The doctor thought that the idea was brilliant even though it seemed silly.
Why not provide cowpox vaccination instead of the usual inoculation which involved inserting fresh smallpox material, such as blisters from a sick individual, under the skin of a nonimmune person considering that 3 percent of people died due to variolation using the previous method?
Smallpox and cowpox both belong to the same family « poxviridae » and once the disease is transferred from cows to people, it became weakened
In order to give the immune system the memory it needs to fight smallpox once it enters the body, the doctor came up with the brilliant idea of infecting his patients with cowpox, which is contagious but much less dangerous than what smallpox can do to a human. He called this procedure « the variolae vaccine » and performed it on a boy for the first time. In 1796, at that same time, the idea of a modern vaccination was born. The boy lived and showed no signs of smallpox. And Edward Jenner branded himself as « the father of immunology » in history.
From that time until 1850, vaccination evolved, and then the arm-to-arm vaccination practice emerged, posing a safety concern because this new method of immunization allows for the transmission of bacteria and other diseases from one person to another.
Sydney Cooper, a microbiologist, discovered in 1896 that adding glycerin to the blistering agent used during the procedure could make this vaccination safer.
As a result, scientists were able to create the vaccine « dryvax, » which was used in the 1967 big WHO vaccination campaign that was a complete success.

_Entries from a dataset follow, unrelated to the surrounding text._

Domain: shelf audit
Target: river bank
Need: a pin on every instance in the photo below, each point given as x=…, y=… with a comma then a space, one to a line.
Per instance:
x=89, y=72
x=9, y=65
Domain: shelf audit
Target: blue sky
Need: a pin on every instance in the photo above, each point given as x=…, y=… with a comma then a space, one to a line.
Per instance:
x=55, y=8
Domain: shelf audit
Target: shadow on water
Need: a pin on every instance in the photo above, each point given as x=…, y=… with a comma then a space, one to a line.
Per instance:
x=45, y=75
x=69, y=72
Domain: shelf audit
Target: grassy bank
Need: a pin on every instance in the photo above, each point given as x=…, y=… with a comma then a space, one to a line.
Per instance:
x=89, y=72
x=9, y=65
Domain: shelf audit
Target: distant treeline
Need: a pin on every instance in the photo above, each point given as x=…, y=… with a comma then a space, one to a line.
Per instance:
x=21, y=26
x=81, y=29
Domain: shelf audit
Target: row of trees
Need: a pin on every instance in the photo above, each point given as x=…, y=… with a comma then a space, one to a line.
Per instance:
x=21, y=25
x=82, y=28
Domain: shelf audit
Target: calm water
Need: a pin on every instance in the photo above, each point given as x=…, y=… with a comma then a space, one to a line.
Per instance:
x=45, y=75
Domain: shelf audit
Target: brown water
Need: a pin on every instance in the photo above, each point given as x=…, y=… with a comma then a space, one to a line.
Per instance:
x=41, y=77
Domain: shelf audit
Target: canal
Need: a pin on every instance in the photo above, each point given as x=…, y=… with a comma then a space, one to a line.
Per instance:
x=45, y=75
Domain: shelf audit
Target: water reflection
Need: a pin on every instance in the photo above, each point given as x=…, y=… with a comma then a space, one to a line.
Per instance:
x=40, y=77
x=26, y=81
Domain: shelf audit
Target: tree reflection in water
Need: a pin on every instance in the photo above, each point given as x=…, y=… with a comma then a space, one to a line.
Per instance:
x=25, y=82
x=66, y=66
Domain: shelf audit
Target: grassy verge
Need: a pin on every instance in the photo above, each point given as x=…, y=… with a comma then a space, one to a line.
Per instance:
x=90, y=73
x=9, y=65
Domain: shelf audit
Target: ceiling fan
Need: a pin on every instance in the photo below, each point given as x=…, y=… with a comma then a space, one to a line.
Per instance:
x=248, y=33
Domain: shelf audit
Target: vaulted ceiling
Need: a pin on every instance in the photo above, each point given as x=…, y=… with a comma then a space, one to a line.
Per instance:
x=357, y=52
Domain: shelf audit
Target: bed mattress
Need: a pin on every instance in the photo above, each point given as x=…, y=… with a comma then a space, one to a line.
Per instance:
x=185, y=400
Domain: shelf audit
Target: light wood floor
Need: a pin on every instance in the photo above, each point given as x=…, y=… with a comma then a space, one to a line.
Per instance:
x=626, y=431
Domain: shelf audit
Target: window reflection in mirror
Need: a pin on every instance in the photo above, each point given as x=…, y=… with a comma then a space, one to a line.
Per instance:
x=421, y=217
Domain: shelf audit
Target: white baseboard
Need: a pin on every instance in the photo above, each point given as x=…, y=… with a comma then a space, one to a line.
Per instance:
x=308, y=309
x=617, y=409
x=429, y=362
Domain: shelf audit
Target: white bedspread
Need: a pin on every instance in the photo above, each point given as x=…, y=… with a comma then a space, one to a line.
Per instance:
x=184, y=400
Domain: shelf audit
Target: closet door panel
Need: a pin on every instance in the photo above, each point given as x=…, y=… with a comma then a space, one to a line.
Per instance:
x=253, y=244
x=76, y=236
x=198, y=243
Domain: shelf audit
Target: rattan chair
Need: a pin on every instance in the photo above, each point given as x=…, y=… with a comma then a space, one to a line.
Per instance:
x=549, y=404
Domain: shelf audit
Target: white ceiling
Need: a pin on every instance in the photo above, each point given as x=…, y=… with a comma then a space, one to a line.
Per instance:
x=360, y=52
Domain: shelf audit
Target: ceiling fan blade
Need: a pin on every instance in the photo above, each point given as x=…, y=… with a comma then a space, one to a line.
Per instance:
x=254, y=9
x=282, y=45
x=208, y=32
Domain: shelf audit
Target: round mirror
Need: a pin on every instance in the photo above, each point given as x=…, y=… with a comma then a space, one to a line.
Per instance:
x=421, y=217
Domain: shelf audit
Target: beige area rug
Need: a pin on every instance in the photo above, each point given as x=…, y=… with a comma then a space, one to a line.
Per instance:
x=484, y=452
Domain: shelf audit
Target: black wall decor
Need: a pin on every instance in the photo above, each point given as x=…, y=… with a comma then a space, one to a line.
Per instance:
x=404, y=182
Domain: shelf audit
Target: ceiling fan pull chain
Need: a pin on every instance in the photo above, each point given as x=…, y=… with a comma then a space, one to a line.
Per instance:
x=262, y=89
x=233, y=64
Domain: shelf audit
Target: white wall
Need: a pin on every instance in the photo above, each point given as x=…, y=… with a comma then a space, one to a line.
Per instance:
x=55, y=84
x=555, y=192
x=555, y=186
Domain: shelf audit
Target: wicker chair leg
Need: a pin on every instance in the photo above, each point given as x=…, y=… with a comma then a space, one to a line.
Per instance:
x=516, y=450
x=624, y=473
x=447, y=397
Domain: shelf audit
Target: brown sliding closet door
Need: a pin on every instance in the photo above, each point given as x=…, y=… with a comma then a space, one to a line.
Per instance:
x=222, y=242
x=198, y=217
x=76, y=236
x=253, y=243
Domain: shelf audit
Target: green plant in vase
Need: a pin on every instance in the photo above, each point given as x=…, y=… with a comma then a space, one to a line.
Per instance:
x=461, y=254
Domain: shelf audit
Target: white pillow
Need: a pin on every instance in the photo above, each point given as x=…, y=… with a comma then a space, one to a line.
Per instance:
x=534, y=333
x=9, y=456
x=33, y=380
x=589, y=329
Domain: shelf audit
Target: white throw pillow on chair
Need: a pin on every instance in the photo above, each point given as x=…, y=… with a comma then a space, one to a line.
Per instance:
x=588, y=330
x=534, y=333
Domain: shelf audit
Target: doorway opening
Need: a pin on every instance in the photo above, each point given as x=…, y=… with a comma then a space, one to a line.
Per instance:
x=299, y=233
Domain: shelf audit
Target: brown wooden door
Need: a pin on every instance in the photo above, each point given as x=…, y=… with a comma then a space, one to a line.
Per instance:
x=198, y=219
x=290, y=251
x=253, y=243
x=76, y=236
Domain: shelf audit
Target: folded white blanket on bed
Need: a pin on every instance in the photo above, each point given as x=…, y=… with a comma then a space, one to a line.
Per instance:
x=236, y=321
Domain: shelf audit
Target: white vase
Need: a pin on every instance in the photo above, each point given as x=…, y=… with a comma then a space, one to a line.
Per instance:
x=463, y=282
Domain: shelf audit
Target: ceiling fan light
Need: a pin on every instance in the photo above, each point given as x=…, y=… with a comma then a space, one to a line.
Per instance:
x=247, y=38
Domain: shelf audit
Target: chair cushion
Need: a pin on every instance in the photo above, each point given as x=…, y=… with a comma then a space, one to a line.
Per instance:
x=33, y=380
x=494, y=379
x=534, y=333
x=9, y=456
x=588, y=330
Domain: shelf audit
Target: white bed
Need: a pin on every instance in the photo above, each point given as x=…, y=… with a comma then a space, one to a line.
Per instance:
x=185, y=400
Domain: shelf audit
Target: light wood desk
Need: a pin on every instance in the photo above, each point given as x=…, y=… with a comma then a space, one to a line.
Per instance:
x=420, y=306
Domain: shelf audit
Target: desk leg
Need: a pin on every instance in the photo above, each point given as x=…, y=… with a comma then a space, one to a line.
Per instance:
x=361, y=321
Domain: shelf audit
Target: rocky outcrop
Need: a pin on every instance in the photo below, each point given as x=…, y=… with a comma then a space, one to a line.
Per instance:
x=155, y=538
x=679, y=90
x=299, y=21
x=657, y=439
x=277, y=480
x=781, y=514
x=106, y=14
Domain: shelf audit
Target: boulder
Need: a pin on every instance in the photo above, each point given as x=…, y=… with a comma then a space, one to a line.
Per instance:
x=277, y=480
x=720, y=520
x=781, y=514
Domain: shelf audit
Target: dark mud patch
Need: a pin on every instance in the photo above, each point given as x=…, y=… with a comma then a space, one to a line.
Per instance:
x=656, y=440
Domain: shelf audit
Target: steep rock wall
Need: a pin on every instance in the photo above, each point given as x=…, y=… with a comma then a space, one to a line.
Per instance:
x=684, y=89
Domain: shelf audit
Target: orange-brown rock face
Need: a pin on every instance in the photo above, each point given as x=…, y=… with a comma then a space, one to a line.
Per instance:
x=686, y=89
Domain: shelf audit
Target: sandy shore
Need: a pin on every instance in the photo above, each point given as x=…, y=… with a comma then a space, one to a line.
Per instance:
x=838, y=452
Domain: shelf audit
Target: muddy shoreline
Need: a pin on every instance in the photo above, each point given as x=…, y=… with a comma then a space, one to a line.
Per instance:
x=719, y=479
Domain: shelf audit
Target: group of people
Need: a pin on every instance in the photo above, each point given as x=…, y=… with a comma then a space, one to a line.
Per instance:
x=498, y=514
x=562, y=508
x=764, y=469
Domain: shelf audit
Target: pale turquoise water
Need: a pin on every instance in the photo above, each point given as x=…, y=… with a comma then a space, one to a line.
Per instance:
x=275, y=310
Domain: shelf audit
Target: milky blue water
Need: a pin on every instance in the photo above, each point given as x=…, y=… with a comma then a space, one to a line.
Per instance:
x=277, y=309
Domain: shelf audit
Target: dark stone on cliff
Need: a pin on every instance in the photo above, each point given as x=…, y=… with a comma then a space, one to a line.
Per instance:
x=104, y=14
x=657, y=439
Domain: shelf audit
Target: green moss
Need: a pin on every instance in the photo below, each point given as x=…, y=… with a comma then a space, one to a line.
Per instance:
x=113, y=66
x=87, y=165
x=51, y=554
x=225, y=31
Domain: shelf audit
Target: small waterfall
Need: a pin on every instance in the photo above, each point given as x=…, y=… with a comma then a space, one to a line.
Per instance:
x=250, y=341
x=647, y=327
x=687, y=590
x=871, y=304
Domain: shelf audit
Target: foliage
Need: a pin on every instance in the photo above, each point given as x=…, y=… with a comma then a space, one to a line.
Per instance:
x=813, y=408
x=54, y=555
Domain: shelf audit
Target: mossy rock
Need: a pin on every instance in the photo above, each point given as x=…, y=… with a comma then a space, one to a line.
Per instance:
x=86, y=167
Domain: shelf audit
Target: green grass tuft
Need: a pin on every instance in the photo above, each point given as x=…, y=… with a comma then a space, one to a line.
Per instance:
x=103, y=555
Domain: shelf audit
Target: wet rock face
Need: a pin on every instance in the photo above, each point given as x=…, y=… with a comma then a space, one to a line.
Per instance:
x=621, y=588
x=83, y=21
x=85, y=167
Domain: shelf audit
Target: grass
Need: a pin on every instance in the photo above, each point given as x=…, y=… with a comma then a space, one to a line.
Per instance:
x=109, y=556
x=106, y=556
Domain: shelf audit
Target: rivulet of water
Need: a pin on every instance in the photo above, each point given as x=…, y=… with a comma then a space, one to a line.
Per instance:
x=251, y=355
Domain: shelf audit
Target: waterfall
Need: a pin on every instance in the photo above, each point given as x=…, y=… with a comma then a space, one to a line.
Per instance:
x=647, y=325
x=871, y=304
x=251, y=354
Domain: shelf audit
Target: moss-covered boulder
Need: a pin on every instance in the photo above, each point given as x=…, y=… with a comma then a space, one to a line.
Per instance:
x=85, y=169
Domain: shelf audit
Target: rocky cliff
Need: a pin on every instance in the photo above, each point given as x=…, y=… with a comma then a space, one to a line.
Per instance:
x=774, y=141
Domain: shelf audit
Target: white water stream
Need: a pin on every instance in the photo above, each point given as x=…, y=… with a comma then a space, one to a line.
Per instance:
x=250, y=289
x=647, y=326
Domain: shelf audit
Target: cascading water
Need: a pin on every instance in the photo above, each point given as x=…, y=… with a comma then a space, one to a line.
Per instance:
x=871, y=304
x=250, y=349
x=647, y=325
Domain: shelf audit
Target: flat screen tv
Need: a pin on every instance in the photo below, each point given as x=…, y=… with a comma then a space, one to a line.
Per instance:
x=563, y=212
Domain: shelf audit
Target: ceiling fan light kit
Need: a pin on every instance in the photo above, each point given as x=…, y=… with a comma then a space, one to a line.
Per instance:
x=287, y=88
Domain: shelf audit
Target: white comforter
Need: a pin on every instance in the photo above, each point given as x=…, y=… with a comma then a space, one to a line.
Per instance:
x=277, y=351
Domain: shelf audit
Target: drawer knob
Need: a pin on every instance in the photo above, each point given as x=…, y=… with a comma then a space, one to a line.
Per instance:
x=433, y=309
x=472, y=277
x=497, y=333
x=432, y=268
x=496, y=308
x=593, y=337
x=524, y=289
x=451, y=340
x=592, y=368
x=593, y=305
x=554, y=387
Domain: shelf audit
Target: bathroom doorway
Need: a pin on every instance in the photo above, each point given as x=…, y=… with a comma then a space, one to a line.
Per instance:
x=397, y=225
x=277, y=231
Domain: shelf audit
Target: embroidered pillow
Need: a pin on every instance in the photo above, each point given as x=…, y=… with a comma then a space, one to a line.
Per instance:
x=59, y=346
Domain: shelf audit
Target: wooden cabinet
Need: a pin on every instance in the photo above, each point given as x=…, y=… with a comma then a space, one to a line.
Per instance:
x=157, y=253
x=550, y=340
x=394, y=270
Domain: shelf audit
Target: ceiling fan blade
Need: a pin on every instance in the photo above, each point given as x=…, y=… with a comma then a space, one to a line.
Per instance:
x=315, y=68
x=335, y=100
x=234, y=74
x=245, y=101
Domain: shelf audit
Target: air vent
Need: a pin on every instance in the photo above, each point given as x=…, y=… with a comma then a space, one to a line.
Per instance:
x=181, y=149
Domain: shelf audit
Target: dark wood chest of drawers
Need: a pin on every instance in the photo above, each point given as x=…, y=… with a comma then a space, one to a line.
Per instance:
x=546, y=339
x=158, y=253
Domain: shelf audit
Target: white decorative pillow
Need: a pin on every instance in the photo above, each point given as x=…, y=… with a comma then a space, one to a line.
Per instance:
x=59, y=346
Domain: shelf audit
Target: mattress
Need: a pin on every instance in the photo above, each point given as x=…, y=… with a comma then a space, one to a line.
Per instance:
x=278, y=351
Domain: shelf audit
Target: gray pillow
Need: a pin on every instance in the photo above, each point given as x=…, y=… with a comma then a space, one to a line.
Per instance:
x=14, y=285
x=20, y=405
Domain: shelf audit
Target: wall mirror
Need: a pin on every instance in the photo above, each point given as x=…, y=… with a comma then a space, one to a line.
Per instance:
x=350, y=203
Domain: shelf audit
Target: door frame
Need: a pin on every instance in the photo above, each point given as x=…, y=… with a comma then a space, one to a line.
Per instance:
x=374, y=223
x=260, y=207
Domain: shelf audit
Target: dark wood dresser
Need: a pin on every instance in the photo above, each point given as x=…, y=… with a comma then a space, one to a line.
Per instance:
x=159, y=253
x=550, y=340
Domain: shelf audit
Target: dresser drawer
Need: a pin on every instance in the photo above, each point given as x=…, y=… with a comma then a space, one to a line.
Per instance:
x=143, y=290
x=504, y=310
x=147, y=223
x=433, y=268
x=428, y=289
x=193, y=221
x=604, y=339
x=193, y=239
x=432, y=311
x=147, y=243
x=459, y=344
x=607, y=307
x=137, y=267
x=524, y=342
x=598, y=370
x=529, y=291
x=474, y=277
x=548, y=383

The smallpox was eradicated, and research continued in the years that followed to reduce the vaccine’s side effects and make it more effective.
With knowledge, observation, try and error as well as the absurd notion of a normal girl, which we can term « luck » and the culminated work of many minds, many hands, many hearts during hundreds of years, this holly tool of science was created.
People like us who were born in an era where a new vaccine could be developed in one or one and a half year to stop a worldwide pandemic are unable to appreciate the blessing that this discovery brought to the world.

One of the deadliest diseases in human history, smallpox is believed to have killed hundreds of millions of people throughout history with a death rate of 30%, compared to coronavirus’s 3%, just to imagine the nightmare it caused to humanity; the battle that humans won against it is one of history’s greatest victories.
Granted with hardiness and protection, waiting for the secret work of a needle in their bodies, with calm breaths and relaxed shoulders people received their vaccine.
May humanity always strive in preserving a world rich of life and vitality.